Working alongside robots
Automation will undoubtedly affect the future of how business is done. From a shareholder perspective, businesses will have to find a balance to ensure the benefits to the organisation don’t solely end up in the hands of a small group of people.
In an optimal scenario, automation can enable shorter work hours, fulfilling work and sufficient pay for ordinary workers to make a good living. For this to happen, the benefits of automation need to be shared with everyone in society.
Automation can make work more interesting by taking away a lot of mundane tasks. To take one example, it can enable call centre agents to switch mundane calls for more complex cases, which can be more challenging and interesting for employees.

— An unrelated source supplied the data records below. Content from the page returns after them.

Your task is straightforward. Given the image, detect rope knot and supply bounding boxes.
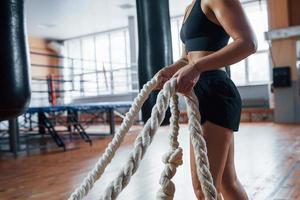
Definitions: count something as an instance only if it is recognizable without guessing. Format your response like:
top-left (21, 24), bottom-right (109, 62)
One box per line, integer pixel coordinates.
top-left (162, 147), bottom-right (183, 166)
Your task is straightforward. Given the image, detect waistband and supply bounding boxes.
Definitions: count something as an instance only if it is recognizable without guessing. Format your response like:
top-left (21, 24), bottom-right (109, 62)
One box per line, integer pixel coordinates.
top-left (199, 69), bottom-right (229, 79)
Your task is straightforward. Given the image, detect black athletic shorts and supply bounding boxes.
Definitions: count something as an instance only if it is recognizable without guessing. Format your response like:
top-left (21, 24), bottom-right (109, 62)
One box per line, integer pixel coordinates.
top-left (194, 70), bottom-right (242, 131)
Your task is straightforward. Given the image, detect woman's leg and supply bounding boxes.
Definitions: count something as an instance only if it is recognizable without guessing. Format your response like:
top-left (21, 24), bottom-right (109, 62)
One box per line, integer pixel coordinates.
top-left (190, 121), bottom-right (233, 200)
top-left (221, 137), bottom-right (248, 200)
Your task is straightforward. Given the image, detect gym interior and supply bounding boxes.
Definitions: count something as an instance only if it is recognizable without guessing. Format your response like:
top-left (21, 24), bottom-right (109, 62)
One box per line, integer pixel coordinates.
top-left (0, 0), bottom-right (300, 200)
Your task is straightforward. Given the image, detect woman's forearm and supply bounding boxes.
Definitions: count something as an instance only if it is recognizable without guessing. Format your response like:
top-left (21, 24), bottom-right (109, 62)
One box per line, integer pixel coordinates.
top-left (194, 39), bottom-right (256, 73)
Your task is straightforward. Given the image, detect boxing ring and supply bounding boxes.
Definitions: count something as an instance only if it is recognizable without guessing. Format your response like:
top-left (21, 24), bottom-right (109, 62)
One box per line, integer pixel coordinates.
top-left (0, 101), bottom-right (132, 152)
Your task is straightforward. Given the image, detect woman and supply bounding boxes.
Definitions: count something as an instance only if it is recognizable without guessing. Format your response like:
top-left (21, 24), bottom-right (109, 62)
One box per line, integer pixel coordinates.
top-left (157, 0), bottom-right (257, 200)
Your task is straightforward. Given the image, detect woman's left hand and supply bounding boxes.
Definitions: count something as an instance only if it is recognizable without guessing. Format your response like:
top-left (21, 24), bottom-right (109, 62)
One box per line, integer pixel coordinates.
top-left (173, 64), bottom-right (200, 95)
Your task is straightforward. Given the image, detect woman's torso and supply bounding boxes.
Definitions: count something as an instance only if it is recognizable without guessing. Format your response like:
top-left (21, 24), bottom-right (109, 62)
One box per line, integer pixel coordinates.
top-left (180, 0), bottom-right (229, 71)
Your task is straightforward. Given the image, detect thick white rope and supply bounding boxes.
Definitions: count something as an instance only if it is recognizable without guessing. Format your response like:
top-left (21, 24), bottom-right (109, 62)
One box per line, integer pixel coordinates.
top-left (156, 94), bottom-right (182, 200)
top-left (69, 77), bottom-right (217, 200)
top-left (69, 77), bottom-right (157, 200)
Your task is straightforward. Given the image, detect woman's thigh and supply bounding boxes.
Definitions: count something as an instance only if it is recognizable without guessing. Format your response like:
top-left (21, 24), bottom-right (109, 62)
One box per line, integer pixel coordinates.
top-left (190, 121), bottom-right (233, 192)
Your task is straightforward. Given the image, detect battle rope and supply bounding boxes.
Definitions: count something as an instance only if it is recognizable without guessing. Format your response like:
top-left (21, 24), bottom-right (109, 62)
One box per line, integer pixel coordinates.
top-left (69, 76), bottom-right (221, 200)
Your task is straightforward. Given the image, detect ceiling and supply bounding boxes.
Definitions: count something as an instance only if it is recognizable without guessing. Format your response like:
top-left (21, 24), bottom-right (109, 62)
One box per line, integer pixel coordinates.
top-left (25, 0), bottom-right (191, 40)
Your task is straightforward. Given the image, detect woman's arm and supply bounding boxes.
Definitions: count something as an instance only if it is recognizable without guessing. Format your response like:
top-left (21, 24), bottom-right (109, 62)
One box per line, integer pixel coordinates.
top-left (155, 45), bottom-right (188, 89)
top-left (165, 44), bottom-right (189, 73)
top-left (194, 0), bottom-right (257, 73)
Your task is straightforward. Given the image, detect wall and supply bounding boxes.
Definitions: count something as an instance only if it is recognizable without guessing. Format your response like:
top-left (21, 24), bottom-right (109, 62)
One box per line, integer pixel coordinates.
top-left (268, 0), bottom-right (300, 123)
top-left (29, 37), bottom-right (59, 107)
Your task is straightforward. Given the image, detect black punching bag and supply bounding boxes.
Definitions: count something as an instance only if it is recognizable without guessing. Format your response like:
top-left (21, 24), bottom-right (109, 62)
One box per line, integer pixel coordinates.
top-left (136, 0), bottom-right (172, 125)
top-left (0, 0), bottom-right (31, 121)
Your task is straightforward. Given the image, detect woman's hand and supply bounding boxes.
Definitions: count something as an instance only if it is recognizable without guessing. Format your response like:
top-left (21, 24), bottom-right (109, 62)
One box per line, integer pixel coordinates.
top-left (155, 66), bottom-right (177, 90)
top-left (173, 64), bottom-right (200, 95)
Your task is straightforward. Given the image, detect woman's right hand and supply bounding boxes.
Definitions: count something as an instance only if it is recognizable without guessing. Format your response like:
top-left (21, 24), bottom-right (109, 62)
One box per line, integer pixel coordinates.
top-left (155, 66), bottom-right (177, 90)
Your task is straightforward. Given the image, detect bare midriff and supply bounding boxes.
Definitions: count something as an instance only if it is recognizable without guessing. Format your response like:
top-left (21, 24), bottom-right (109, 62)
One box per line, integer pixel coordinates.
top-left (187, 51), bottom-right (226, 71)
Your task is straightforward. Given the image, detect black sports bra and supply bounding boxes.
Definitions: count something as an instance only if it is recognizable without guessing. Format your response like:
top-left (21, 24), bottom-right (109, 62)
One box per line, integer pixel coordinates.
top-left (180, 0), bottom-right (229, 52)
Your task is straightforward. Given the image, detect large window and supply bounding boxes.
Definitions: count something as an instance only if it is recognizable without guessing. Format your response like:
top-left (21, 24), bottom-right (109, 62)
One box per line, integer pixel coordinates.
top-left (63, 28), bottom-right (132, 101)
top-left (171, 1), bottom-right (270, 85)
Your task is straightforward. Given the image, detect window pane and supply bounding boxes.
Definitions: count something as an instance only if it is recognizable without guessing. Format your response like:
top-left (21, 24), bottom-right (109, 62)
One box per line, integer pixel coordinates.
top-left (248, 52), bottom-right (270, 82)
top-left (110, 31), bottom-right (128, 93)
top-left (243, 1), bottom-right (269, 50)
top-left (96, 34), bottom-right (111, 95)
top-left (171, 19), bottom-right (180, 61)
top-left (230, 60), bottom-right (246, 85)
top-left (81, 37), bottom-right (97, 96)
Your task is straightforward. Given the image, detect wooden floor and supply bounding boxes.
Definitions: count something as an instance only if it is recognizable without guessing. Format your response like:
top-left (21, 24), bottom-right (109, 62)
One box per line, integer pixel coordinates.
top-left (0, 123), bottom-right (300, 200)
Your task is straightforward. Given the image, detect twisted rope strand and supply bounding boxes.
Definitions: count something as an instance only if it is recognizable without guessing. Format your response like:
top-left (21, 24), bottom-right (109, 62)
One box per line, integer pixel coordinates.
top-left (69, 77), bottom-right (218, 200)
top-left (156, 94), bottom-right (182, 200)
top-left (100, 79), bottom-right (176, 200)
top-left (68, 77), bottom-right (157, 200)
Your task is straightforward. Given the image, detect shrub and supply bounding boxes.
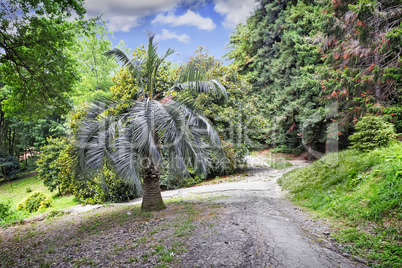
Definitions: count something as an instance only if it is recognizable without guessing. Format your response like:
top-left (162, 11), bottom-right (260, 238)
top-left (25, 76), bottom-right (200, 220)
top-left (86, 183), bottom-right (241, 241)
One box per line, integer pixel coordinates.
top-left (37, 138), bottom-right (137, 204)
top-left (349, 115), bottom-right (396, 151)
top-left (0, 152), bottom-right (21, 181)
top-left (17, 192), bottom-right (53, 212)
top-left (74, 164), bottom-right (137, 204)
top-left (36, 137), bottom-right (67, 193)
top-left (0, 203), bottom-right (11, 222)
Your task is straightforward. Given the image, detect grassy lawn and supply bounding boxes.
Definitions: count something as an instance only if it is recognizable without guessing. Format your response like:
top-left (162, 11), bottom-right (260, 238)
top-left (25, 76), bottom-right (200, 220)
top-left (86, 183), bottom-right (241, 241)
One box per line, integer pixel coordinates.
top-left (279, 143), bottom-right (402, 267)
top-left (0, 195), bottom-right (224, 268)
top-left (0, 176), bottom-right (78, 225)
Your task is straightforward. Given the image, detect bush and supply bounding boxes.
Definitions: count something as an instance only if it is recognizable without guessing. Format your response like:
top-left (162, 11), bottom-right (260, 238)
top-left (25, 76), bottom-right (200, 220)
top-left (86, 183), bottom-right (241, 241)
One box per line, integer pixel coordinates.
top-left (17, 192), bottom-right (53, 212)
top-left (349, 115), bottom-right (396, 151)
top-left (279, 142), bottom-right (402, 267)
top-left (0, 152), bottom-right (21, 181)
top-left (74, 164), bottom-right (137, 204)
top-left (0, 203), bottom-right (11, 222)
top-left (36, 137), bottom-right (67, 193)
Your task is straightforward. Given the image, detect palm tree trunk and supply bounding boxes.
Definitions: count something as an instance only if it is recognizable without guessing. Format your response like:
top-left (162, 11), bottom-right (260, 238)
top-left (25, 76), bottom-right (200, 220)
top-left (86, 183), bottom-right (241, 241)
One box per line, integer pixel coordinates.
top-left (141, 163), bottom-right (166, 211)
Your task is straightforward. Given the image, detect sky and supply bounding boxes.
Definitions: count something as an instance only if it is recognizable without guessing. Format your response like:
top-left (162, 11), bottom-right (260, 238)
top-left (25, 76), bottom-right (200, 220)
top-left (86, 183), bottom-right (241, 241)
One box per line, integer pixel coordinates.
top-left (85, 0), bottom-right (257, 64)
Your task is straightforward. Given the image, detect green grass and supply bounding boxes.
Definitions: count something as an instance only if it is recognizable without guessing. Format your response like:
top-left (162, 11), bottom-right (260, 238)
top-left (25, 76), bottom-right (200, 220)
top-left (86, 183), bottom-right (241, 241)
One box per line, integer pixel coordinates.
top-left (0, 176), bottom-right (78, 225)
top-left (279, 143), bottom-right (402, 266)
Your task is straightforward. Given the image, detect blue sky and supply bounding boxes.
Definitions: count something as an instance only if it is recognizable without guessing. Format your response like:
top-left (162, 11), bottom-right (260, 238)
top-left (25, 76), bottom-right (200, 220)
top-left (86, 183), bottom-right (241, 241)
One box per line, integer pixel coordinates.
top-left (85, 0), bottom-right (256, 62)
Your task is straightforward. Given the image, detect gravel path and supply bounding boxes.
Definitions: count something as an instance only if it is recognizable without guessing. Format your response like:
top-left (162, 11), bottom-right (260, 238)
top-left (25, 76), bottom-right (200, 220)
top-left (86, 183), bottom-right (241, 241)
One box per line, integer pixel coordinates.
top-left (0, 156), bottom-right (366, 268)
top-left (176, 159), bottom-right (366, 268)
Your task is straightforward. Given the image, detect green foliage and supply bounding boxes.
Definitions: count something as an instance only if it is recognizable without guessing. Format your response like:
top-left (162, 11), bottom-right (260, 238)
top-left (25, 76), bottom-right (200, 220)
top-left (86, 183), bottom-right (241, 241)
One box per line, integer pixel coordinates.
top-left (69, 24), bottom-right (119, 105)
top-left (74, 165), bottom-right (138, 204)
top-left (226, 0), bottom-right (402, 153)
top-left (0, 203), bottom-right (11, 222)
top-left (279, 142), bottom-right (402, 267)
top-left (349, 115), bottom-right (396, 151)
top-left (17, 192), bottom-right (53, 212)
top-left (0, 176), bottom-right (78, 226)
top-left (37, 138), bottom-right (137, 204)
top-left (36, 137), bottom-right (68, 193)
top-left (0, 152), bottom-right (21, 181)
top-left (0, 0), bottom-right (94, 119)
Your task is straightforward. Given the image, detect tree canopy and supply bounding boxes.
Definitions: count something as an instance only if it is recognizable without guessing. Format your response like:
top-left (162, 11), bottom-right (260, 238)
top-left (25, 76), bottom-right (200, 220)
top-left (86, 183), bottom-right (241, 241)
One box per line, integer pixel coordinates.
top-left (0, 0), bottom-right (94, 119)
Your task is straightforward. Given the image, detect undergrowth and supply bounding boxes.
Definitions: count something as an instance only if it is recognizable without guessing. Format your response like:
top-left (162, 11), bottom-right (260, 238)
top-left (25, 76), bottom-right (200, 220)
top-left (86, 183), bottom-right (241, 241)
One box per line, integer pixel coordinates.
top-left (279, 143), bottom-right (402, 267)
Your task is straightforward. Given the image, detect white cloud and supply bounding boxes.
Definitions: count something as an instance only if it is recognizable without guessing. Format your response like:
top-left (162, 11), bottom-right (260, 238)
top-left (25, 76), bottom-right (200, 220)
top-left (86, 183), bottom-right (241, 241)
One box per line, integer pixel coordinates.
top-left (155, 29), bottom-right (191, 44)
top-left (152, 9), bottom-right (216, 31)
top-left (214, 0), bottom-right (257, 29)
top-left (85, 0), bottom-right (197, 32)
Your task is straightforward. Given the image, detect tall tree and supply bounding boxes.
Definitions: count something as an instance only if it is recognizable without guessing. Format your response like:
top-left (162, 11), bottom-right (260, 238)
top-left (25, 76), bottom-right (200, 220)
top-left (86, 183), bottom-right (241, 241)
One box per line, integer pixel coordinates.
top-left (77, 34), bottom-right (226, 211)
top-left (69, 24), bottom-right (119, 105)
top-left (0, 0), bottom-right (93, 118)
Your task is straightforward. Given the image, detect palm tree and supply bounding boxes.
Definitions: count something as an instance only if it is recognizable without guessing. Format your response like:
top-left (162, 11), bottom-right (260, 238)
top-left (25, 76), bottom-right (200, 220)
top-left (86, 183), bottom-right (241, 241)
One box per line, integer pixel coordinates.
top-left (77, 34), bottom-right (226, 211)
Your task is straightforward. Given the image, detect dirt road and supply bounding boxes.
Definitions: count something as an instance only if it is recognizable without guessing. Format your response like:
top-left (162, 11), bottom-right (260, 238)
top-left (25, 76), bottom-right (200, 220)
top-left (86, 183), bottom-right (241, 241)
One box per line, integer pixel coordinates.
top-left (0, 157), bottom-right (366, 268)
top-left (176, 156), bottom-right (366, 268)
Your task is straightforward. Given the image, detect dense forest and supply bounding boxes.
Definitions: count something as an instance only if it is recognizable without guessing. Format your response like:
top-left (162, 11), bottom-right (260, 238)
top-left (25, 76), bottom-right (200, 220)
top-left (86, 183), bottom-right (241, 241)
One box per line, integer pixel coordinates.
top-left (0, 0), bottom-right (402, 202)
top-left (227, 0), bottom-right (402, 155)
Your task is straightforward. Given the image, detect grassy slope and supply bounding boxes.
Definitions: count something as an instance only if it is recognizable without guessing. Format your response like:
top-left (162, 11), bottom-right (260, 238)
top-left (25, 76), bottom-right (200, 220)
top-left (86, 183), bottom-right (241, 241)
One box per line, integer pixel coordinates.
top-left (0, 176), bottom-right (77, 224)
top-left (280, 143), bottom-right (402, 267)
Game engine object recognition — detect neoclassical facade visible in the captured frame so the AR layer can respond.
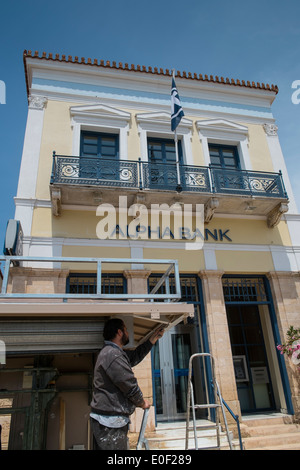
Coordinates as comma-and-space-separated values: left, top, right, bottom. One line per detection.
0, 51, 300, 449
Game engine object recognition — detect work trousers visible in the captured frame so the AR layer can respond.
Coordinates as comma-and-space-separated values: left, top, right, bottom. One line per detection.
90, 418, 129, 450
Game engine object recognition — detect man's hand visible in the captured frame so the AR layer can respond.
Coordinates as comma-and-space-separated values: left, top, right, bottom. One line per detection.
149, 327, 164, 344
141, 400, 151, 410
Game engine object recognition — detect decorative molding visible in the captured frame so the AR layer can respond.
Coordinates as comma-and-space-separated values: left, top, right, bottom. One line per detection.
136, 112, 193, 132
28, 95, 48, 110
267, 203, 289, 228
50, 187, 61, 217
263, 124, 278, 136
196, 119, 248, 137
204, 197, 219, 224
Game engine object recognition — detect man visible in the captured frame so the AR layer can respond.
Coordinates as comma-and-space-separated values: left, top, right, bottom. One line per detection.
91, 318, 163, 450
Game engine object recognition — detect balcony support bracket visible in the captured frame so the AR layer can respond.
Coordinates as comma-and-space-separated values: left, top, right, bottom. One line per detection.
267, 203, 289, 228
50, 187, 61, 217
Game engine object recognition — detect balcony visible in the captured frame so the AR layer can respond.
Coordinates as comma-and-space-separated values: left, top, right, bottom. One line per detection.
50, 153, 288, 226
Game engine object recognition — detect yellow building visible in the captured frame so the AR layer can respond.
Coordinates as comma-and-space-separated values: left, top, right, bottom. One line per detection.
0, 51, 300, 449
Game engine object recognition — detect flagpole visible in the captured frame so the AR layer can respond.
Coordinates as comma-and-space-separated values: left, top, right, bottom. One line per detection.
172, 69, 182, 193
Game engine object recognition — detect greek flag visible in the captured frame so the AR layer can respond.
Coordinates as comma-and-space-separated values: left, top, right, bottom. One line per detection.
171, 77, 184, 131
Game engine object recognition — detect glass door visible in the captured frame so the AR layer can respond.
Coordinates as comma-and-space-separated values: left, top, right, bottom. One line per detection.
153, 325, 200, 421
148, 137, 182, 189
226, 304, 275, 412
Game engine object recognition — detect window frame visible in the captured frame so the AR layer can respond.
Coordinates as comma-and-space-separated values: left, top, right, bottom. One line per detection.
208, 143, 241, 170
80, 129, 120, 161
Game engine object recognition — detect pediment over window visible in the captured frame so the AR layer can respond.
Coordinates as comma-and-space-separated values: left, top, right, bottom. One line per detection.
70, 103, 131, 121
136, 111, 193, 128
196, 119, 248, 136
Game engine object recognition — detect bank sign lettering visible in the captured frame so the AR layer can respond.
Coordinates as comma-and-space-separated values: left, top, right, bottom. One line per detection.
96, 196, 232, 250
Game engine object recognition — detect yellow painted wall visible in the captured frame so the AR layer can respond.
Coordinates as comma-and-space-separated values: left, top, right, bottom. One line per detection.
36, 100, 273, 199
62, 245, 131, 272
36, 100, 72, 199
247, 124, 274, 172
143, 248, 205, 273
32, 208, 292, 251
205, 217, 292, 246
216, 250, 274, 273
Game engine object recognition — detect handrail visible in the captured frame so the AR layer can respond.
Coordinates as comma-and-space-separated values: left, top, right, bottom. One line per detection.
50, 152, 288, 199
211, 383, 244, 450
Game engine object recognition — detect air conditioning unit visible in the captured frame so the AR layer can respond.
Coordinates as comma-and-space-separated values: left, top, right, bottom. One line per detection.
3, 219, 23, 256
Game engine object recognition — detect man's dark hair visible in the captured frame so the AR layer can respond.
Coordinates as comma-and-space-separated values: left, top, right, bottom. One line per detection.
103, 318, 125, 341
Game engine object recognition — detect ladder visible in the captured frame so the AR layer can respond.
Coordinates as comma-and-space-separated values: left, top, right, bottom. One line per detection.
185, 353, 233, 450
136, 408, 150, 450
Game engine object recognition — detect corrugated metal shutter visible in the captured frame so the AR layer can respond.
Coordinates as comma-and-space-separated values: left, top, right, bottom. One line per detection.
0, 319, 104, 354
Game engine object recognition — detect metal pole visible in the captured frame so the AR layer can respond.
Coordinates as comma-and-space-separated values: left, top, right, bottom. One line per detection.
174, 129, 182, 193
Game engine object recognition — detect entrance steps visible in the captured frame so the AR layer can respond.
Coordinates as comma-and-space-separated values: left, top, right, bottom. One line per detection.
241, 413, 300, 450
130, 420, 239, 450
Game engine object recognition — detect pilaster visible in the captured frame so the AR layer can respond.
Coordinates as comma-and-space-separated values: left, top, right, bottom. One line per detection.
198, 270, 241, 416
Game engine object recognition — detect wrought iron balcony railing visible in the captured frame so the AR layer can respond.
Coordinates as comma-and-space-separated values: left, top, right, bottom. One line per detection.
51, 153, 287, 199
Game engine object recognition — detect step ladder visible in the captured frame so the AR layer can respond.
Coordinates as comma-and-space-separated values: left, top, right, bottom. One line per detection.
136, 408, 150, 450
185, 353, 233, 450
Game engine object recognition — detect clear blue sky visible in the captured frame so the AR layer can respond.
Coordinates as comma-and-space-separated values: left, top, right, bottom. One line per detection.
0, 0, 300, 248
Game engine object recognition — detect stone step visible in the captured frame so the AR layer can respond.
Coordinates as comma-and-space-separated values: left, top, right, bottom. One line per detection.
244, 424, 300, 439
243, 432, 300, 450
131, 420, 236, 450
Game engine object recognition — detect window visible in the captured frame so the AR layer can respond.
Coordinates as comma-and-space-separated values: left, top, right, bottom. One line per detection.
208, 144, 240, 170
148, 137, 182, 163
80, 131, 119, 160
147, 137, 182, 189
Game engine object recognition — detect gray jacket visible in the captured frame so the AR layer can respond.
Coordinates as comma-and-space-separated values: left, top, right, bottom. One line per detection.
91, 340, 152, 416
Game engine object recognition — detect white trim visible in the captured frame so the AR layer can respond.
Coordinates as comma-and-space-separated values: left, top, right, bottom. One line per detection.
70, 103, 131, 160
136, 112, 194, 165
15, 96, 46, 235
266, 133, 298, 214
196, 119, 252, 170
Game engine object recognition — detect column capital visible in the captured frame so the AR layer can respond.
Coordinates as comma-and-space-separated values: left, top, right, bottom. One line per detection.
123, 269, 151, 279
198, 269, 225, 279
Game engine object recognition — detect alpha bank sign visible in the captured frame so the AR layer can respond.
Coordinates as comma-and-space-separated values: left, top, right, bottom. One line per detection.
96, 196, 232, 250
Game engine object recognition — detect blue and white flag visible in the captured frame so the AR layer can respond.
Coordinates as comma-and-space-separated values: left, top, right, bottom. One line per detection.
171, 77, 184, 131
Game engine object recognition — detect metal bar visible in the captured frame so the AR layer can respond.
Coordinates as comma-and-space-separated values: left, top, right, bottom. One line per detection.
97, 260, 102, 295
136, 408, 150, 450
0, 257, 10, 295
0, 256, 181, 300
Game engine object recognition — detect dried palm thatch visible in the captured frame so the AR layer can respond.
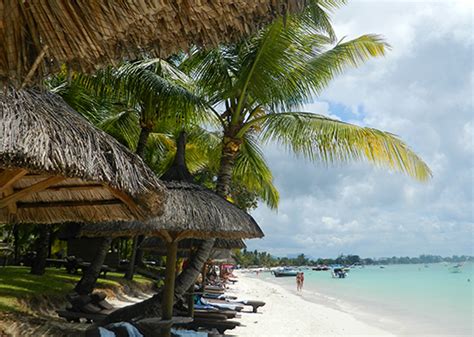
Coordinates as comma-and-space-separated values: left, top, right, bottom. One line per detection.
0, 89, 165, 223
0, 0, 306, 85
140, 237, 247, 255
75, 181, 263, 240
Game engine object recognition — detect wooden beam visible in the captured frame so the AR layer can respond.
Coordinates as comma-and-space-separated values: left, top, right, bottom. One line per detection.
175, 231, 191, 241
108, 185, 143, 219
0, 176, 66, 208
160, 229, 173, 242
3, 186, 18, 214
17, 199, 123, 208
0, 169, 28, 192
42, 184, 104, 191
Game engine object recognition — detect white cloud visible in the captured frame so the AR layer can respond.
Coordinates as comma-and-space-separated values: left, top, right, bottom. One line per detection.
248, 1, 474, 257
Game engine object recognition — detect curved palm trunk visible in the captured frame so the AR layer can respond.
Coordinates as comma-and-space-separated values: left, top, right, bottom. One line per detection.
102, 239, 215, 324
105, 133, 240, 323
125, 125, 153, 281
13, 225, 20, 265
74, 237, 112, 295
31, 225, 50, 275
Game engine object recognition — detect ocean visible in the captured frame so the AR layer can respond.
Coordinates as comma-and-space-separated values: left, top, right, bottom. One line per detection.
254, 263, 474, 336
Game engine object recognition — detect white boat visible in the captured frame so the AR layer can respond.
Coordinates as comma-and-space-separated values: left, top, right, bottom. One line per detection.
449, 263, 462, 274
272, 267, 298, 277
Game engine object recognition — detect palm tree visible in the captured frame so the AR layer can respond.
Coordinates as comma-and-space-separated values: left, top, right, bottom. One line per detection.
170, 7, 431, 304
105, 9, 431, 320
49, 59, 204, 294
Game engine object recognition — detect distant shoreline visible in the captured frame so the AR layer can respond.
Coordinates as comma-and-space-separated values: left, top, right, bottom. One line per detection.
232, 271, 394, 337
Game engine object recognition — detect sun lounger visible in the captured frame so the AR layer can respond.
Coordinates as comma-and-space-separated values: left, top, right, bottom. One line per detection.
57, 293, 115, 322
227, 300, 265, 313
203, 295, 265, 313
194, 309, 240, 318
202, 293, 237, 300
196, 297, 244, 311
56, 310, 107, 323
177, 318, 240, 334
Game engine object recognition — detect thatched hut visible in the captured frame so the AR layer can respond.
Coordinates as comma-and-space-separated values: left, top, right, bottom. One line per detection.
0, 88, 165, 224
76, 181, 263, 241
0, 0, 307, 87
140, 237, 247, 255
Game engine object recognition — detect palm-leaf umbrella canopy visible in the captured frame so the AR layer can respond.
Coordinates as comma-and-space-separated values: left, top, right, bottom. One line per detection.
0, 0, 307, 86
73, 133, 264, 241
70, 132, 263, 335
140, 237, 247, 255
0, 88, 165, 223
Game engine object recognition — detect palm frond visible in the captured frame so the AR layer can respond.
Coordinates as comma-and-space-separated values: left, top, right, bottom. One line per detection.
233, 134, 280, 208
255, 112, 432, 181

Even the creative industries, such as advertising, marketing, and writing, are increasingly finding that automation has a role to play in augmenting the creative process. As an example, when writing Stepping into the Metaverse, I had about 100 interviews and around 150 surveys to complete. I was able to do these fully automated. I switched on an automated system and saw interview invites popping up on my calendar. I then used AI software to transcribe the interviews and another AI tool to summarise the articles I read. I finished the book in three months, which was only possible because of automation.
Every industry can benefit from automation. It’s about starting small and going from there. For me, automation is like Lego. The only limits to what you can build are your resources, funds and your imagination. You can literally come up with whatever you want to.
The right question is not what automation could do – because everything is possible – but what should automation do. A lot of work can be automated. The question is: do we want it to be? Overall, I’m optimistic about the potential of automation, but there are downsides to automating whatever we can, wherever we can to save and make money.
As people, we need meaning in our lives. And we need to ensure that our choices about the future make sense from a social as well as an economic perspective. This issue is going to become an increasingly interesting and relevant debate, and in that respect, automation gets right to the heart of what it means to be human.